再之后,就是聽到客廳里傳來的動靜,薛宜一刻也沒耽擱,連鞋子都沒顧得穿便奔到了門口。
“沒穿鞋,你會感冒。”
尤商豫一抬頭就看到了扶著門框的女生,只是未等他笑著回應對方,看清對方赤裸著著踩在地毯上的腳時,男人自然的脫下風衣走到女生面前。
“抱歉,有點晚。”
抬手整理完女生亂蓬蓬的頭發,尤商豫溫和的注視著對方驚恐未消的眼睛,心疼的嘆了口氣,手腕略一使力,薛宜便被他緊緊的抱在了懷里。
感受著男人身上和自己同款的洗衣液香氛味,薛宜才感覺自己又重新‘動’了起來,垂在身側的手,蜷緊又松開幾番,女生終是抬手緊緊的回抱了對方,柔軟的羊絨衫蹭的她眼睛直發酸,即使隔著一層衣服,薛宜也能感受到對方強勁的心跳聲。
尤商豫感受著胸膛處傳來的啜泣聲,溫柔拍著對方后背的手頓了片刻,男人將手移到女孩腰窩處,將死死箍著自己腰腹的女生從自己懷里拉了出來。
“是我的錯,不該遲到。”
適應了客廳黑暗的人,不僅將女生壓抑到極致的啜泣聽的分毫不差,對方竭力克制卻還是忍不住顫抖的肩膀他也看的清清楚楚。
被男人溫熱的寬大手掌捧住側臉的時候,薛宜想躲不及,再低著頭裝無事發生只是懦弱的徒勞,男人拇指輕柔的劃過左眼下眼眶眼淚時,薛宜的手心正逞強的蓋著自己的右臉,可感受著對方珍視意味濃烈的小動作,薛宜放下蓋著自己右臉的手就想逃。
可她的手剛放下,尤商豫便雙手捧住了她的臉,彎下腰同她額頭抵著額頭,語氣里是無奈的縱容。
“阿薛你行行好,原諒我吧,下次再也不敢遲到了。”
薛宜對自己‘窩囊’這件事一直很清楚,對元肅、盛則,她真的很像那些明明有冤情卻不敢訴的老百姓,可面對真的一心一意對待自己、縱容溺愛自己的薛權尤商豫她卻像個惡霸,薛權的敢怒不敢言也好,尤商豫揣著明白裝糊涂的問她要‘冷靜期’的斡旋也罷,她明知自己是在‘欺負’、‘踐踏’他們的好,但她依舊窩里橫的不想改。

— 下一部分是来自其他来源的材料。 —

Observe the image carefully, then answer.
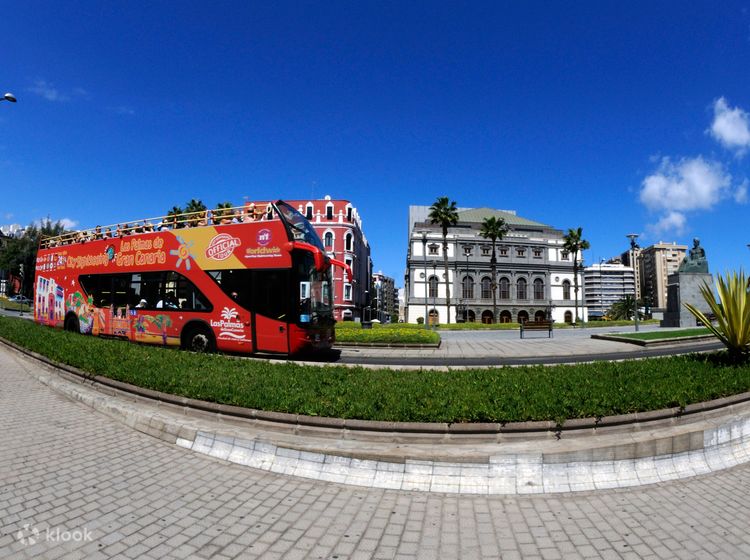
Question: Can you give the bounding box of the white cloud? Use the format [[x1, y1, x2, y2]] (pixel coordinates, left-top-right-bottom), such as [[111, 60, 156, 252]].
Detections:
[[647, 211, 687, 237], [710, 97, 750, 156], [640, 156, 732, 212], [26, 80, 91, 102]]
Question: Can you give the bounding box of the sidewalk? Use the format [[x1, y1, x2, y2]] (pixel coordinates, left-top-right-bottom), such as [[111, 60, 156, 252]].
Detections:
[[5, 336, 750, 495]]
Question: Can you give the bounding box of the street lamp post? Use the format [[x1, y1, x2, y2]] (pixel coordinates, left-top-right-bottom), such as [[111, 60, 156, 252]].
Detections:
[[625, 233, 638, 332], [422, 231, 430, 329], [464, 245, 473, 323]]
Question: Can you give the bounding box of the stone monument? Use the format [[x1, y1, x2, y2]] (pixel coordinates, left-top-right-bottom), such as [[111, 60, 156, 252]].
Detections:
[[660, 237, 714, 327]]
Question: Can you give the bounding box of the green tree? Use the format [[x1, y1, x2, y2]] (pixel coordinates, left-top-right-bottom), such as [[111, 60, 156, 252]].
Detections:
[[479, 216, 510, 323], [684, 271, 750, 363], [428, 196, 458, 324], [167, 206, 185, 227], [563, 228, 591, 323], [185, 198, 208, 226]]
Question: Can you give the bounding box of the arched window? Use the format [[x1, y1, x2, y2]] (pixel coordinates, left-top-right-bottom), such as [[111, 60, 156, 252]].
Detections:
[[428, 276, 438, 297], [498, 276, 510, 299], [461, 276, 474, 299], [516, 278, 529, 299], [482, 276, 492, 299], [534, 278, 544, 299], [430, 309, 440, 325]]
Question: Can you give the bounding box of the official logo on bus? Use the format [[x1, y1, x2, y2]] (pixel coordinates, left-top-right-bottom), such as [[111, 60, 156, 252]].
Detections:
[[258, 229, 271, 247], [206, 233, 240, 261]]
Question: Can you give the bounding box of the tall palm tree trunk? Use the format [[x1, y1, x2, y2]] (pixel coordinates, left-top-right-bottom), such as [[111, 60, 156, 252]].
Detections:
[[443, 240, 451, 325]]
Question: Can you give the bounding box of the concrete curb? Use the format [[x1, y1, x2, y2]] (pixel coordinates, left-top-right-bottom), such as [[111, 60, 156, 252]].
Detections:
[[8, 336, 750, 494]]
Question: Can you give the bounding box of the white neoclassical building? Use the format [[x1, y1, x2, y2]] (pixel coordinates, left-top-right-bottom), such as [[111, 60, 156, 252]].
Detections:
[[404, 206, 587, 323]]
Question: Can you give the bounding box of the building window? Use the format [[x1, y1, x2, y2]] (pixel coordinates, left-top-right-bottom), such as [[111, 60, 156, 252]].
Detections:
[[563, 280, 570, 299], [516, 278, 529, 299], [429, 276, 438, 297], [461, 276, 474, 299], [534, 278, 544, 299], [482, 276, 492, 299], [498, 277, 510, 299]]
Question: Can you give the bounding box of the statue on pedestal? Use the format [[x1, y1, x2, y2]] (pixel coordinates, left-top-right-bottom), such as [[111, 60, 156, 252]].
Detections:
[[677, 237, 708, 274]]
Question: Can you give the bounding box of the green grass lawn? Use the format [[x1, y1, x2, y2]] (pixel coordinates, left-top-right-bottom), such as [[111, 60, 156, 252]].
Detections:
[[0, 317, 750, 423], [336, 321, 440, 345], [613, 327, 711, 340]]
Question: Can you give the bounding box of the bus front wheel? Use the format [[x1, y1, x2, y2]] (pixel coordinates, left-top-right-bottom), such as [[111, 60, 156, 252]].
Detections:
[[182, 327, 216, 353], [64, 315, 81, 334]]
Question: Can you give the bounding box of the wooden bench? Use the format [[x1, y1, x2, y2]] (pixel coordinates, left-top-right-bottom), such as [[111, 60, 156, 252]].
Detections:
[[521, 321, 552, 338]]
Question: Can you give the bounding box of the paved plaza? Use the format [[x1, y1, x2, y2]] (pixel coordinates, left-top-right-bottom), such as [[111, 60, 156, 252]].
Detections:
[[0, 348, 750, 559]]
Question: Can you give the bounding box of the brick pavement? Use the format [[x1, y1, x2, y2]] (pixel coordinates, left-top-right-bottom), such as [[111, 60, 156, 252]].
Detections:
[[0, 349, 750, 560]]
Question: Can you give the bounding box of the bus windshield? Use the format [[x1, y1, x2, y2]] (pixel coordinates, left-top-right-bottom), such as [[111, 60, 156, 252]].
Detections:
[[276, 201, 325, 253], [296, 252, 334, 326]]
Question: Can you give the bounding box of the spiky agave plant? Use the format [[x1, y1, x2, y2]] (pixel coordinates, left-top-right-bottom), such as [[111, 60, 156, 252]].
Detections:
[[685, 271, 750, 363]]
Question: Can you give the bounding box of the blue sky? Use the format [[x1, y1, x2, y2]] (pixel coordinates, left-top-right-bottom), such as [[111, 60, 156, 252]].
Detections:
[[0, 1, 750, 285]]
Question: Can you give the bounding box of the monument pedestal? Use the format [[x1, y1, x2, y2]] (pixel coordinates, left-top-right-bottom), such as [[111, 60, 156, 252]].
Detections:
[[659, 272, 714, 327]]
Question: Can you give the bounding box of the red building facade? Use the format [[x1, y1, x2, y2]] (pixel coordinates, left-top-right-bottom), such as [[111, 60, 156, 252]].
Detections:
[[286, 196, 372, 321]]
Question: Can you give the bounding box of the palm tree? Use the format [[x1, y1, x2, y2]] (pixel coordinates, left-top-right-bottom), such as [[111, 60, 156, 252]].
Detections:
[[479, 216, 510, 323], [428, 196, 458, 324], [185, 198, 206, 226], [563, 228, 591, 323], [684, 271, 750, 364], [166, 206, 185, 228]]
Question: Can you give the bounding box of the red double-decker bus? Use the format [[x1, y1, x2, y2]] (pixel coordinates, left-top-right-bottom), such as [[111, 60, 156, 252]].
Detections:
[[34, 200, 351, 354]]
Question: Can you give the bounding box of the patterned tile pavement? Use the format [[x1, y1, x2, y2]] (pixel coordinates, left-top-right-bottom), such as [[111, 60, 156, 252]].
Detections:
[[0, 349, 750, 560]]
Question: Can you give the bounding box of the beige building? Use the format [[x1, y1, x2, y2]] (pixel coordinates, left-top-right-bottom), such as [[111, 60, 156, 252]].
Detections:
[[637, 241, 687, 312]]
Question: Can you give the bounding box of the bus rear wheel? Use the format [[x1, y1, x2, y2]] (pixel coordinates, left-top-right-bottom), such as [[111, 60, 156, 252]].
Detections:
[[182, 326, 216, 353], [64, 315, 81, 334]]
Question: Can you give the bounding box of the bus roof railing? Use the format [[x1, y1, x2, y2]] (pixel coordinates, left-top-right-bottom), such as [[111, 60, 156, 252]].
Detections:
[[39, 202, 276, 249]]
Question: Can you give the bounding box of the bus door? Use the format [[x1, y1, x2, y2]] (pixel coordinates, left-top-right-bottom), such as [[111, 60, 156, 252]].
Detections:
[[251, 269, 296, 353]]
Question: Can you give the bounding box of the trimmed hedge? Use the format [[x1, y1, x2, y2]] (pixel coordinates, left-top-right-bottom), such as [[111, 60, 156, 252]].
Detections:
[[0, 317, 750, 423]]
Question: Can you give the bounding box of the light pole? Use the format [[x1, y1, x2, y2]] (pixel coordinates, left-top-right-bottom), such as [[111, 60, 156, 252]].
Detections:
[[464, 245, 474, 323], [422, 231, 430, 329], [625, 233, 638, 332]]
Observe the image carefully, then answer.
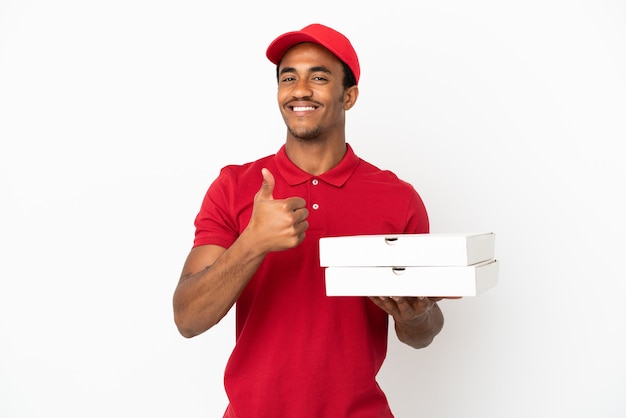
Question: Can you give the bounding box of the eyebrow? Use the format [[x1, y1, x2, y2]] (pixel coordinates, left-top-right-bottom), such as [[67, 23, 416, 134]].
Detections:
[[280, 65, 332, 75]]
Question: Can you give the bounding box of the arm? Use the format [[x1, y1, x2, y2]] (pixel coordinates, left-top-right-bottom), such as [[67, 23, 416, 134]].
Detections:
[[370, 297, 443, 348], [173, 169, 308, 337]]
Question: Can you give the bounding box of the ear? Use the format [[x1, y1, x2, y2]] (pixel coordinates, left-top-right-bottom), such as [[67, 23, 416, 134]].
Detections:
[[343, 86, 359, 110]]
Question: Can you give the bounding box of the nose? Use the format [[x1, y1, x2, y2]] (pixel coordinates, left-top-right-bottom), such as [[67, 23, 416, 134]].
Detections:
[[291, 77, 313, 99]]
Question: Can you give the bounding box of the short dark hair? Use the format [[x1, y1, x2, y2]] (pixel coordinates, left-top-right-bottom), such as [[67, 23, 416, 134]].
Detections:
[[276, 61, 356, 90]]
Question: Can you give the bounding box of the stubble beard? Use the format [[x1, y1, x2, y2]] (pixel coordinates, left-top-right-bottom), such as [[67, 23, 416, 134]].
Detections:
[[287, 125, 324, 142]]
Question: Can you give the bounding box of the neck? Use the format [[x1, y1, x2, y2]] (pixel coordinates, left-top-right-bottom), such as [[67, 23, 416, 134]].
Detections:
[[285, 136, 346, 176]]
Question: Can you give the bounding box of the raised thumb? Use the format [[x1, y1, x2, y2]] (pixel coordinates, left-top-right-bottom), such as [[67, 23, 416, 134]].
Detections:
[[259, 168, 275, 200]]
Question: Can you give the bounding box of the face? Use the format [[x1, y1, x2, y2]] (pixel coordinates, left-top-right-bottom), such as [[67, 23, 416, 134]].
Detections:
[[278, 43, 358, 141]]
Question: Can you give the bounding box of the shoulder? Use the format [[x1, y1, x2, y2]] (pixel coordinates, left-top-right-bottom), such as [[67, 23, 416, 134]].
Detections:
[[355, 158, 413, 190]]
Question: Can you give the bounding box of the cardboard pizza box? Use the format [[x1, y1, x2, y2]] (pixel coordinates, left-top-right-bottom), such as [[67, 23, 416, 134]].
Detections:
[[325, 260, 499, 297], [319, 232, 495, 267]]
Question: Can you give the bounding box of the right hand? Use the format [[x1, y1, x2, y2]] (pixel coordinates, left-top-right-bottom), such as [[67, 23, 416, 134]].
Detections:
[[246, 168, 309, 252]]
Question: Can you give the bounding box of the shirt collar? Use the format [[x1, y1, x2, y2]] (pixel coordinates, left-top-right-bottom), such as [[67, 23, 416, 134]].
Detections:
[[276, 144, 361, 187]]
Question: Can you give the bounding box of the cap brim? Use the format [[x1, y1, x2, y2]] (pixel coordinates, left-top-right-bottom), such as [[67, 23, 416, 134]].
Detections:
[[265, 31, 320, 65]]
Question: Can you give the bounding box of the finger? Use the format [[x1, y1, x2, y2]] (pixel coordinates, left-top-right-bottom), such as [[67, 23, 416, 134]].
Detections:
[[257, 168, 276, 200]]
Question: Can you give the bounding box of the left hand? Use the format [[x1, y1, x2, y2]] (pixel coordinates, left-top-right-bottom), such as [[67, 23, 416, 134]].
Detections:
[[370, 296, 458, 322]]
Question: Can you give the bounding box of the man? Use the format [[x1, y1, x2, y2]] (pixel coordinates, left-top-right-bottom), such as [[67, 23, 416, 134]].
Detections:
[[174, 24, 443, 418]]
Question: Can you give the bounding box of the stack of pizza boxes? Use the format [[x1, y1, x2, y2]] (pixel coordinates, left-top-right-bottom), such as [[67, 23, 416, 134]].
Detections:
[[319, 232, 499, 297]]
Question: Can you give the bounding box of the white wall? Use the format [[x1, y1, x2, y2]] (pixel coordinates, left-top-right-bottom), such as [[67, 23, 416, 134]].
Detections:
[[0, 0, 626, 418]]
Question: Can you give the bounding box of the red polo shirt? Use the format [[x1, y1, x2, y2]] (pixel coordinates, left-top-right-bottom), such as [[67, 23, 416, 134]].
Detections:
[[194, 145, 428, 418]]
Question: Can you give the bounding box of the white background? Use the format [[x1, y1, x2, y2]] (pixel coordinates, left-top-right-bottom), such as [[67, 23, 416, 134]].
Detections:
[[0, 0, 626, 418]]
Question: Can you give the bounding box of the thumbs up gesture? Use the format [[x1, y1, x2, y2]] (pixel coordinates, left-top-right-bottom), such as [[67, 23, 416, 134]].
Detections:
[[246, 168, 309, 252]]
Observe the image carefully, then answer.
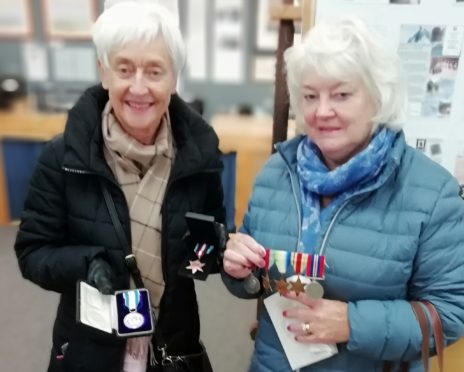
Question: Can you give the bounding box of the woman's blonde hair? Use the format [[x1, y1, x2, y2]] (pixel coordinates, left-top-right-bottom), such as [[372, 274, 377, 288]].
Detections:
[[92, 0, 185, 77], [284, 17, 407, 131]]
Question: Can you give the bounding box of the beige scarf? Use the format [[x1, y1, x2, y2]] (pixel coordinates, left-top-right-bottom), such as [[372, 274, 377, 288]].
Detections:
[[102, 102, 175, 307]]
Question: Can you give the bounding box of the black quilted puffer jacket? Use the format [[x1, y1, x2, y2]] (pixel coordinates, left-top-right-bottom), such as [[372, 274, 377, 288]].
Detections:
[[15, 85, 225, 372]]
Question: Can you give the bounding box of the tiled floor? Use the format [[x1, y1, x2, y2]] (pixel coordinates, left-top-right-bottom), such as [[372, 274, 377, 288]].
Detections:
[[0, 227, 256, 372]]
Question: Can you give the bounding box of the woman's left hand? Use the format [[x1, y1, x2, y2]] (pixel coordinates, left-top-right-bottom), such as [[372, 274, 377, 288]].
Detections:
[[283, 292, 350, 344]]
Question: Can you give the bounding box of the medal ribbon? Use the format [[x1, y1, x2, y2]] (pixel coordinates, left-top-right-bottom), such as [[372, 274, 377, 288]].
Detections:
[[264, 248, 325, 279], [122, 289, 140, 312], [193, 243, 214, 259], [306, 254, 325, 279]]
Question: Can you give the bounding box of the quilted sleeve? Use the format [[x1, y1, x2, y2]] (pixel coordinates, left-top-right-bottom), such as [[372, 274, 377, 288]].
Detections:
[[347, 178, 464, 361], [15, 140, 105, 292]]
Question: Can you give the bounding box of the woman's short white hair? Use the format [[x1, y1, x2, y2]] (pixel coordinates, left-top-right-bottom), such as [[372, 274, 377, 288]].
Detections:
[[284, 17, 407, 131], [92, 0, 185, 77]]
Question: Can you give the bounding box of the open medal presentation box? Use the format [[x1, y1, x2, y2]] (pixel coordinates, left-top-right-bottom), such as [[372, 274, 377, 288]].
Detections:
[[77, 281, 154, 337]]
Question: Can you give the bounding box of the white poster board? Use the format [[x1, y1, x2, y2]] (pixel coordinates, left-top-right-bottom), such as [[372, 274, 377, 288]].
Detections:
[[315, 0, 464, 182]]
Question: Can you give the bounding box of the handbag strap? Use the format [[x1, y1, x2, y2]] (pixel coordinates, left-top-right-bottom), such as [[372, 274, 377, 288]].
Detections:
[[421, 301, 445, 372], [100, 180, 167, 352], [100, 180, 145, 288], [383, 301, 444, 372], [410, 301, 430, 372]]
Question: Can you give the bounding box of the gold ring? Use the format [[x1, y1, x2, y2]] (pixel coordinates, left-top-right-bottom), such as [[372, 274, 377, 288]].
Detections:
[[301, 322, 311, 336]]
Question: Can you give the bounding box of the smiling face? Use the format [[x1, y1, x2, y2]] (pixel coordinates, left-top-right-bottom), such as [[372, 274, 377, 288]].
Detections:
[[100, 37, 176, 144], [301, 74, 376, 169]]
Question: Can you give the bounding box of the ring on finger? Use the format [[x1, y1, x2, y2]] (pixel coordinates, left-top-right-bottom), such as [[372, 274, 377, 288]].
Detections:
[[301, 322, 312, 335]]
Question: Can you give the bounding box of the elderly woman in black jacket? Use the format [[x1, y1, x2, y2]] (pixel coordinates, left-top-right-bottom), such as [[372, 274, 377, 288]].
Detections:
[[15, 2, 224, 372]]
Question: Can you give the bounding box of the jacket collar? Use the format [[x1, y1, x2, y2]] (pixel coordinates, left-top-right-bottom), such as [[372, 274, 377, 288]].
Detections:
[[276, 131, 406, 189], [63, 84, 221, 182]]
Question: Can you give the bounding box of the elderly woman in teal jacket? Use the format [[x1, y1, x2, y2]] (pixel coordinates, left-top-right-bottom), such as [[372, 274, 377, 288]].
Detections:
[[223, 18, 464, 372]]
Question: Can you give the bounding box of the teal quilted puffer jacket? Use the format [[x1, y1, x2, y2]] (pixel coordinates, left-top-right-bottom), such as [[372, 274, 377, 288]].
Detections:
[[223, 133, 464, 372]]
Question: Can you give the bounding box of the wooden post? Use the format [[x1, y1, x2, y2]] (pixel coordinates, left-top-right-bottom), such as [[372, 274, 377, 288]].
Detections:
[[300, 0, 316, 35], [271, 0, 295, 152]]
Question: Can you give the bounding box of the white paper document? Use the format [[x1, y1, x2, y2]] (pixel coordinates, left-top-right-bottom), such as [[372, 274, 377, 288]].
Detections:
[[264, 293, 338, 371]]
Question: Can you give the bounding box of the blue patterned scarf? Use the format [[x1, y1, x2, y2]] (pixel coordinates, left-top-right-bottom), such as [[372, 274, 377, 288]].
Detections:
[[297, 128, 396, 253]]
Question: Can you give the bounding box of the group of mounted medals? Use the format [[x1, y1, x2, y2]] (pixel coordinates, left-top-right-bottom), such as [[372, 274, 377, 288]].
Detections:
[[244, 249, 325, 298]]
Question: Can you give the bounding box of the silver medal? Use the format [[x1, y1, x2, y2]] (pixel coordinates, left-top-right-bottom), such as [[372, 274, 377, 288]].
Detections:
[[305, 280, 324, 298], [123, 311, 145, 329], [243, 274, 261, 294]]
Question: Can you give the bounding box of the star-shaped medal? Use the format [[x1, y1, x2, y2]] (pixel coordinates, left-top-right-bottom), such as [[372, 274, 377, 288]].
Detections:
[[263, 272, 272, 292], [274, 278, 288, 296], [290, 277, 305, 296], [185, 260, 205, 274]]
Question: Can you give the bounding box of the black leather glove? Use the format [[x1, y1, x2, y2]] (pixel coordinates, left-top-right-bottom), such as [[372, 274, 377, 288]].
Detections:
[[87, 257, 114, 294]]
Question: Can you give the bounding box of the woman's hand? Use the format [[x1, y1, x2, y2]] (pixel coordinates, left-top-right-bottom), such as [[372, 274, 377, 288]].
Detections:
[[223, 233, 266, 279], [283, 292, 350, 344]]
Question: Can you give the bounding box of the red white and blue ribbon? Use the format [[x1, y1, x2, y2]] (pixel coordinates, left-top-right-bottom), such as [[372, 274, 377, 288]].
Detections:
[[264, 248, 325, 279]]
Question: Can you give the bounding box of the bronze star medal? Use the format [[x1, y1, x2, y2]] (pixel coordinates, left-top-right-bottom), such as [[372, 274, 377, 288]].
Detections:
[[263, 272, 272, 292], [274, 278, 288, 296], [185, 260, 205, 274], [290, 277, 305, 296]]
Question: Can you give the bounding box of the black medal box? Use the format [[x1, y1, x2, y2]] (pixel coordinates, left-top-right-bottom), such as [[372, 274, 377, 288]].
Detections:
[[77, 281, 154, 337], [178, 212, 227, 280]]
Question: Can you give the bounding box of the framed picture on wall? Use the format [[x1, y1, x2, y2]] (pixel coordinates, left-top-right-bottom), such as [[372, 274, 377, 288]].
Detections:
[[0, 0, 32, 38], [42, 0, 98, 39]]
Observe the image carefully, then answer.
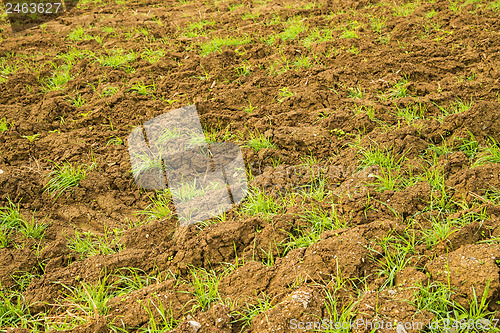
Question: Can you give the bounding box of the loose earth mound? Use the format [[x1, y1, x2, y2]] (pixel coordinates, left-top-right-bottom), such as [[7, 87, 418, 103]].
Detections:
[[0, 0, 500, 333]]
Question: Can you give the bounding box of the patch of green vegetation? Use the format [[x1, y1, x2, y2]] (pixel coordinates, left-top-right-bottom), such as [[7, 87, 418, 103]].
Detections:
[[141, 48, 165, 64], [387, 78, 409, 99], [69, 93, 87, 108], [370, 16, 387, 34], [61, 276, 115, 321], [0, 118, 9, 133], [396, 102, 427, 124], [0, 289, 40, 331], [102, 86, 119, 97], [129, 81, 156, 96], [473, 138, 500, 167], [42, 65, 74, 92], [199, 36, 251, 57], [68, 26, 94, 41], [432, 98, 473, 122], [137, 190, 172, 220], [370, 232, 417, 289], [241, 188, 283, 217], [231, 294, 274, 331], [279, 16, 307, 41], [68, 226, 122, 260], [282, 205, 348, 256], [186, 267, 224, 312], [412, 281, 496, 332], [349, 87, 365, 99], [139, 295, 179, 333], [0, 198, 49, 239], [243, 133, 276, 152], [391, 1, 420, 17], [97, 49, 136, 68], [293, 55, 312, 68], [278, 87, 294, 103], [354, 104, 375, 120], [301, 28, 334, 49]]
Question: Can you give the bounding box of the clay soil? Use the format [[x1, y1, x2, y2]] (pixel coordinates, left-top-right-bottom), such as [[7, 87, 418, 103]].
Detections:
[[0, 0, 500, 332]]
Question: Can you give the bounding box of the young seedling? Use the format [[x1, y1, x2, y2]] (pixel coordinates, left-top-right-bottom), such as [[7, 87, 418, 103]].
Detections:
[[278, 87, 294, 103], [0, 197, 24, 229], [243, 133, 276, 152], [44, 162, 92, 199], [137, 190, 172, 220], [69, 94, 87, 108], [243, 101, 257, 113], [0, 118, 9, 133], [129, 82, 156, 96]]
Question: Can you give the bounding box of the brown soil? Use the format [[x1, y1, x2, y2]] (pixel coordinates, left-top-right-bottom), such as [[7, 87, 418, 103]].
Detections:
[[0, 0, 500, 332]]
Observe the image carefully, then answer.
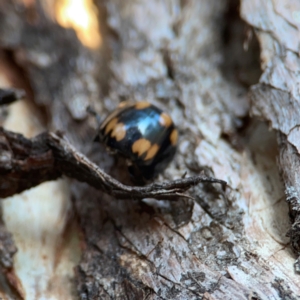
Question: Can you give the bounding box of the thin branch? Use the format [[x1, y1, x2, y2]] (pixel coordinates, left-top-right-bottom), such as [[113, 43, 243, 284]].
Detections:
[[0, 89, 25, 105], [0, 127, 226, 200]]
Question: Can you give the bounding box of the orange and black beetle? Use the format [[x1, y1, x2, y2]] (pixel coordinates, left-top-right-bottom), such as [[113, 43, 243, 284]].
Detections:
[[96, 101, 178, 183]]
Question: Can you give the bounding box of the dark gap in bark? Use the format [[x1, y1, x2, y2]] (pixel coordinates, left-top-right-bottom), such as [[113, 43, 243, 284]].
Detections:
[[221, 0, 262, 88], [94, 0, 113, 96], [1, 48, 50, 126]]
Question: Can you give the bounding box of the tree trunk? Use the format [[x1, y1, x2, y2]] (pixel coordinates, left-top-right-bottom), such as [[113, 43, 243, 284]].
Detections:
[[0, 0, 300, 299]]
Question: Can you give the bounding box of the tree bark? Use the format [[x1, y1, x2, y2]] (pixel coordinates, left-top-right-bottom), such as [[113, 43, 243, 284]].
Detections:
[[0, 0, 300, 299]]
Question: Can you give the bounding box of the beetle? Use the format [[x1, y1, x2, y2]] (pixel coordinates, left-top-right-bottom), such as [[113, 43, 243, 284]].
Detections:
[[95, 101, 178, 184]]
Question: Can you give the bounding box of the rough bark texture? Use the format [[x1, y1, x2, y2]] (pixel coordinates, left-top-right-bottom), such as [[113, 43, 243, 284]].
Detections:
[[0, 0, 300, 299], [0, 127, 226, 201], [241, 0, 300, 272]]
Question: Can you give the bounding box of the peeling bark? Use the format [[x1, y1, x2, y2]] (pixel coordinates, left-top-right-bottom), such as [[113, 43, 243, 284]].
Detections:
[[0, 0, 300, 299]]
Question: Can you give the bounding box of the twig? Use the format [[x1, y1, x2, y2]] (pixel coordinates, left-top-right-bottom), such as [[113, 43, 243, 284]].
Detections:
[[0, 89, 25, 105], [0, 127, 226, 200]]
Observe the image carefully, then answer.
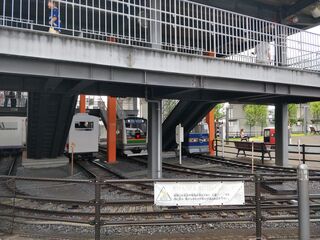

但凡她將這窩里橫用一點到元肅身上、盛則身上,她或許都不用自我厭惡的在這流沒用的眼淚。
“我耳朵不太好,但視力還不錯。”
尤商豫溫柔的端詳著歪著臉貼著自己掌心哭的不能自已的人,心疼又無奈,可想到對方經歷的事,他又深深的無力,鞭子落在誰身上誰喊疼,薛宜此刻的應激不安,只是鞭子留下的剛結痂的傷口傳來的、被癢意掩蓋后的隱隱刺痛。
“這是不是叫媚眼拋給瞎子看?但我們的情況……”
尤商豫故意打了個啞謎,存心鬧女孩似的,明明懷里低著頭哭的又是打嗝的人讓他心疼不已,但面上他卻一改往日那副沉靜的狀態,扶著對方腰窩的手柔柔的保持著左右左右的頻率,懶洋洋的晃動著光著腳,一副做錯事小孩局促又委屈的人。
“叫什么好呢……我想想啊、嗯……想到了。”
尤商豫依舊沒揭開謎底。
直到看到貼著自己手心的女生,哽咽著聲若蚊吶的、上下嘴唇一碰后的‘什么’,他才耍寶的揭開了匣子上的紅布。
“啞巴哭給聾子聽,嗚嗚嗚嗚嗚嗚。”
尤商豫做了個哭臉,慘兮兮拿手指眼睛前比劃假哭的動作,聲音則是悶悶的,活像一頭發出哞哞聲的牛。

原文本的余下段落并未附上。